Dorm Damage Declines in First Quarter


By Allie Cohen

The first two months of the fall semester saw a reduction in overall dorm damage, with just 24 student damage work orders being placed. Dish damage, however, continues to be problematic, as less than 15 percent of the College’s initial stock of bowls remain.

Of the 24 work orders placed this semester, 12 involved what is called “excessive mess,” or vomit, urine and general debris, found primarily in bathrooms, lounges and similar public areas. Four work orders were placed for damaged or missing equipment and three were issued for fire extinguisher clean up unassociated with a fire.

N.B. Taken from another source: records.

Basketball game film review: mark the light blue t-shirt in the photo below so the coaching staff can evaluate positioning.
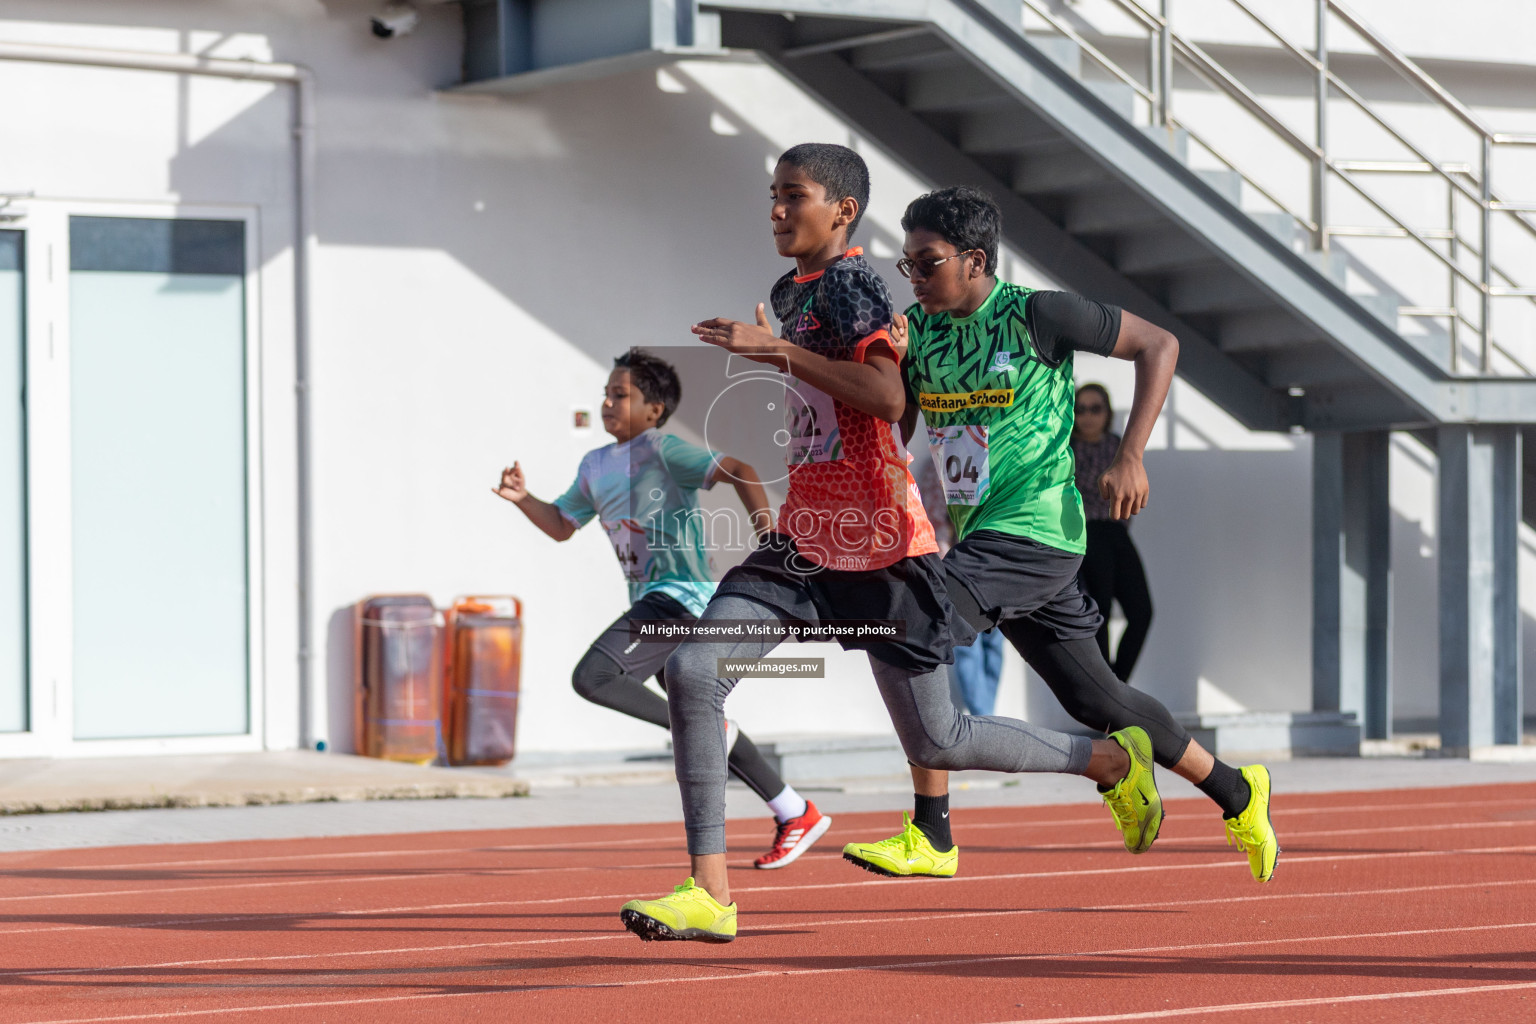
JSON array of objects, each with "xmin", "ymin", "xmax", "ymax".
[{"xmin": 552, "ymin": 429, "xmax": 723, "ymax": 617}]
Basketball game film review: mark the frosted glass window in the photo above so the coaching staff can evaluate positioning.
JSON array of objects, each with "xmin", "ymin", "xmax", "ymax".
[
  {"xmin": 69, "ymin": 217, "xmax": 248, "ymax": 739},
  {"xmin": 0, "ymin": 232, "xmax": 25, "ymax": 734}
]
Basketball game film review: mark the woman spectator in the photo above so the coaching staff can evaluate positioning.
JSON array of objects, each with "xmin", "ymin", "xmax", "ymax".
[{"xmin": 1073, "ymin": 383, "xmax": 1154, "ymax": 683}]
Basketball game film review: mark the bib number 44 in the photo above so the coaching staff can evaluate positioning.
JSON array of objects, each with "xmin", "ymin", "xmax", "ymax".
[{"xmin": 603, "ymin": 519, "xmax": 652, "ymax": 582}]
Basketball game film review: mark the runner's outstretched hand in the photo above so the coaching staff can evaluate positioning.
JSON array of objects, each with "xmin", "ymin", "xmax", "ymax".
[
  {"xmin": 1099, "ymin": 455, "xmax": 1149, "ymax": 519},
  {"xmin": 493, "ymin": 462, "xmax": 528, "ymax": 503},
  {"xmin": 692, "ymin": 304, "xmax": 791, "ymax": 368}
]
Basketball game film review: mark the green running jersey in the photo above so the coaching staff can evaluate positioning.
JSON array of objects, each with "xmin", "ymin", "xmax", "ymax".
[{"xmin": 902, "ymin": 281, "xmax": 1085, "ymax": 554}]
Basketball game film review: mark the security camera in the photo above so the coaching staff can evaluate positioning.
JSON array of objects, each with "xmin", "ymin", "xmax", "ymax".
[{"xmin": 370, "ymin": 1, "xmax": 420, "ymax": 39}]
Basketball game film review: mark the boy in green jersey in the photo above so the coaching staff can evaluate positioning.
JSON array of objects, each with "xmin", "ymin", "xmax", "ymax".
[{"xmin": 842, "ymin": 186, "xmax": 1279, "ymax": 884}]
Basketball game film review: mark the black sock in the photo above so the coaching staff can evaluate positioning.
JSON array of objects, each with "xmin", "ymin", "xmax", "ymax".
[
  {"xmin": 1196, "ymin": 760, "xmax": 1252, "ymax": 819},
  {"xmin": 912, "ymin": 793, "xmax": 953, "ymax": 851}
]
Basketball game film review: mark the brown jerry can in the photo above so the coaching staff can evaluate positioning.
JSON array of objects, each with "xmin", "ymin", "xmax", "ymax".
[
  {"xmin": 354, "ymin": 595, "xmax": 442, "ymax": 764},
  {"xmin": 441, "ymin": 596, "xmax": 522, "ymax": 766}
]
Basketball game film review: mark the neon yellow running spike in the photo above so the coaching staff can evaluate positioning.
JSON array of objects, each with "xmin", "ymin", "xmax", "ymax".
[
  {"xmin": 1225, "ymin": 764, "xmax": 1279, "ymax": 882},
  {"xmin": 841, "ymin": 812, "xmax": 958, "ymax": 878},
  {"xmin": 1102, "ymin": 726, "xmax": 1163, "ymax": 854},
  {"xmin": 619, "ymin": 877, "xmax": 737, "ymax": 943}
]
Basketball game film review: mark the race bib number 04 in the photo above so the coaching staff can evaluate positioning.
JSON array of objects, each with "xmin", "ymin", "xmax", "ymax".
[
  {"xmin": 785, "ymin": 376, "xmax": 843, "ymax": 466},
  {"xmin": 603, "ymin": 518, "xmax": 652, "ymax": 582},
  {"xmin": 926, "ymin": 424, "xmax": 991, "ymax": 505}
]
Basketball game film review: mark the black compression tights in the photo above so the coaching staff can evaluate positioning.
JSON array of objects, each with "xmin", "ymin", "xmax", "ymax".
[
  {"xmin": 943, "ymin": 569, "xmax": 1192, "ymax": 770},
  {"xmin": 569, "ymin": 647, "xmax": 789, "ymax": 802}
]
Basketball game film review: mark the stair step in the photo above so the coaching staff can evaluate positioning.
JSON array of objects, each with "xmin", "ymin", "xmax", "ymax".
[
  {"xmin": 957, "ymin": 109, "xmax": 1064, "ymax": 155},
  {"xmin": 1218, "ymin": 309, "xmax": 1326, "ymax": 352},
  {"xmin": 1139, "ymin": 124, "xmax": 1190, "ymax": 163},
  {"xmin": 1260, "ymin": 344, "xmax": 1371, "ymax": 389},
  {"xmin": 1083, "ymin": 78, "xmax": 1135, "ymax": 121},
  {"xmin": 1251, "ymin": 211, "xmax": 1308, "ymax": 253},
  {"xmin": 1173, "ymin": 711, "xmax": 1361, "ymax": 758},
  {"xmin": 1352, "ymin": 291, "xmax": 1400, "ymax": 328},
  {"xmin": 1116, "ymin": 228, "xmax": 1222, "ymax": 275},
  {"xmin": 849, "ymin": 40, "xmax": 962, "ymax": 75},
  {"xmin": 1167, "ymin": 269, "xmax": 1272, "ymax": 314},
  {"xmin": 1024, "ymin": 32, "xmax": 1081, "ymax": 76},
  {"xmin": 1195, "ymin": 168, "xmax": 1242, "ymax": 206},
  {"xmin": 904, "ymin": 63, "xmax": 1008, "ymax": 113},
  {"xmin": 1012, "ymin": 152, "xmax": 1111, "ymax": 195},
  {"xmin": 1064, "ymin": 187, "xmax": 1167, "ymax": 234}
]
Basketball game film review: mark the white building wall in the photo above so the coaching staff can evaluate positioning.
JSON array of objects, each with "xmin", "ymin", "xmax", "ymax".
[{"xmin": 0, "ymin": 0, "xmax": 1530, "ymax": 757}]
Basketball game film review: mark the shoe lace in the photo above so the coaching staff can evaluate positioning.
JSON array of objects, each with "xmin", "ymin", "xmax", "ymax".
[
  {"xmin": 1102, "ymin": 779, "xmax": 1136, "ymax": 832},
  {"xmin": 869, "ymin": 814, "xmax": 922, "ymax": 853}
]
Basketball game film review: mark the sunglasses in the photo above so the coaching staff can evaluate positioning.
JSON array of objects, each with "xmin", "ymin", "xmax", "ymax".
[
  {"xmin": 896, "ymin": 249, "xmax": 980, "ymax": 279},
  {"xmin": 1074, "ymin": 403, "xmax": 1106, "ymax": 414}
]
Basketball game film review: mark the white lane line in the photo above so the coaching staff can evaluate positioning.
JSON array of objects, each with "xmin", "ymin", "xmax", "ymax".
[
  {"xmin": 12, "ymin": 792, "xmax": 1531, "ymax": 875},
  {"xmin": 4, "ymin": 868, "xmax": 1531, "ymax": 944},
  {"xmin": 20, "ymin": 811, "xmax": 1532, "ymax": 878},
  {"xmin": 15, "ymin": 917, "xmax": 1536, "ymax": 1023},
  {"xmin": 1, "ymin": 835, "xmax": 1533, "ymax": 919},
  {"xmin": 997, "ymin": 979, "xmax": 1536, "ymax": 1023},
  {"xmin": 7, "ymin": 872, "xmax": 1535, "ymax": 981}
]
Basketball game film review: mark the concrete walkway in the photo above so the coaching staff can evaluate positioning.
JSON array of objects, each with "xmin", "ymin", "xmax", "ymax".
[{"xmin": 0, "ymin": 750, "xmax": 527, "ymax": 815}]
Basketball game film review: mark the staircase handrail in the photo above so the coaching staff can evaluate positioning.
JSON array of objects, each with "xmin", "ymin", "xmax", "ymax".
[{"xmin": 1020, "ymin": 0, "xmax": 1533, "ymax": 377}]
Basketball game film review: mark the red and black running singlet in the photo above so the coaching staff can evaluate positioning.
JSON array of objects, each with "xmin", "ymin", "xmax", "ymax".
[{"xmin": 767, "ymin": 248, "xmax": 936, "ymax": 571}]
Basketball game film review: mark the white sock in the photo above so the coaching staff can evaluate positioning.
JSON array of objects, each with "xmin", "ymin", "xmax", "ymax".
[{"xmin": 766, "ymin": 785, "xmax": 808, "ymax": 823}]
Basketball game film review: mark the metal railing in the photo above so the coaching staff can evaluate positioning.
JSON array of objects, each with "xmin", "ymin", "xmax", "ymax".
[{"xmin": 1019, "ymin": 0, "xmax": 1536, "ymax": 376}]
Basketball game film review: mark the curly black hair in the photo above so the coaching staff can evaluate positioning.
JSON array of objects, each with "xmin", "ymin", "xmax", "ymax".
[
  {"xmin": 900, "ymin": 186, "xmax": 1001, "ymax": 275},
  {"xmin": 612, "ymin": 348, "xmax": 681, "ymax": 427},
  {"xmin": 777, "ymin": 142, "xmax": 871, "ymax": 240}
]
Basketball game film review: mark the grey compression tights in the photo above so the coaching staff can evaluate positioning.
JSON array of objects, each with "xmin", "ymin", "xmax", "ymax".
[{"xmin": 664, "ymin": 594, "xmax": 1095, "ymax": 855}]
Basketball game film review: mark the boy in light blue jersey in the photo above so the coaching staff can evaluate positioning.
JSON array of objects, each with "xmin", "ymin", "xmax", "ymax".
[{"xmin": 494, "ymin": 348, "xmax": 832, "ymax": 869}]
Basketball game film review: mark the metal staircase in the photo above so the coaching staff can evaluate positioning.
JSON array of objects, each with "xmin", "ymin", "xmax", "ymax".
[
  {"xmin": 459, "ymin": 0, "xmax": 1536, "ymax": 434},
  {"xmin": 456, "ymin": 0, "xmax": 1534, "ymax": 751}
]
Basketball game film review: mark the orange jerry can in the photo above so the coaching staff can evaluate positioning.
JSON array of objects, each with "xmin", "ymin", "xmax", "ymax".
[
  {"xmin": 355, "ymin": 595, "xmax": 442, "ymax": 764},
  {"xmin": 442, "ymin": 596, "xmax": 522, "ymax": 766}
]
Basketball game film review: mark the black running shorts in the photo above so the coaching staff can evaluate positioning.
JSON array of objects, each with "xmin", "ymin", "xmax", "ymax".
[
  {"xmin": 588, "ymin": 591, "xmax": 695, "ymax": 681},
  {"xmin": 713, "ymin": 532, "xmax": 969, "ymax": 672},
  {"xmin": 943, "ymin": 529, "xmax": 1104, "ymax": 640}
]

Assistant Director of Custodial Services Sylvia Manning said that she is sad to see the custodial staff face the student-made messes in dorms.

“[Students] are doing things that they shouldn’t be doing, and this phenomenon is discouraging,” Manning said. “I don’t think the damage is malicious. The only thing that might be considered truly deliberate was an incident of graffiti. Otherwise, I think that students are just making poor choices.”

Manning acknowledged that while dorm damage has not been as high this year as it has been in the past, it remains a problem that must be addressed.

Lost and unreturned dishes, however, remain a constant problem. According to Ross Commons Dining Manager Brent Simons, Ross Dining Hall began the academic year with 300 new glasses and approximately 250 small plates and bowls. Proctor Dining Hall began the year with a similar number of dishes and has since had to borrow bowls from both Ross and Atwater Dining Halls. On Oct. 31, Proctor Dining Hall Manager Dawn Boise emailed Simons requesting a transfer of bowls, for the Proctor bowl count had dwindled to 30.

“Taking dishes results in a loss of inventory and a delay in how long it takes for dish staff to wash and replace dishes,” Simons said.

Dorm dishes, or dishes left unwashed in dorm rooms for days or weeks, are salvageable but must be subject to extreme cleaning measures. Dishes carry mold, and caked-on food residue must be soaked in soap and water for a full 24 hours and washed in the dishwasher multiple times before making their way to serving stations again.

According to Simons, Dining Services recently recovered a load of dorm dishes approximately five feet tall and five feet wide. While salvageable, cleaning the stack of dishes will take several days.

Another issue that plagued the College in the past is tree vandalism. Director of Landscape and Horticulture Tim Parsons reported that not a single case of tree vandalism has occurred this semester.

This drop in damage supports his theory that earlier tree vandalism was conducted by a student or group of students who have now graduated from the College.

The overall decrease in damage hints at a growing consciousness among the student body. As dish damage continues to challenge Dining Services, however, administrators and student groups are working both independently and among each other to find a solution to the dish problem.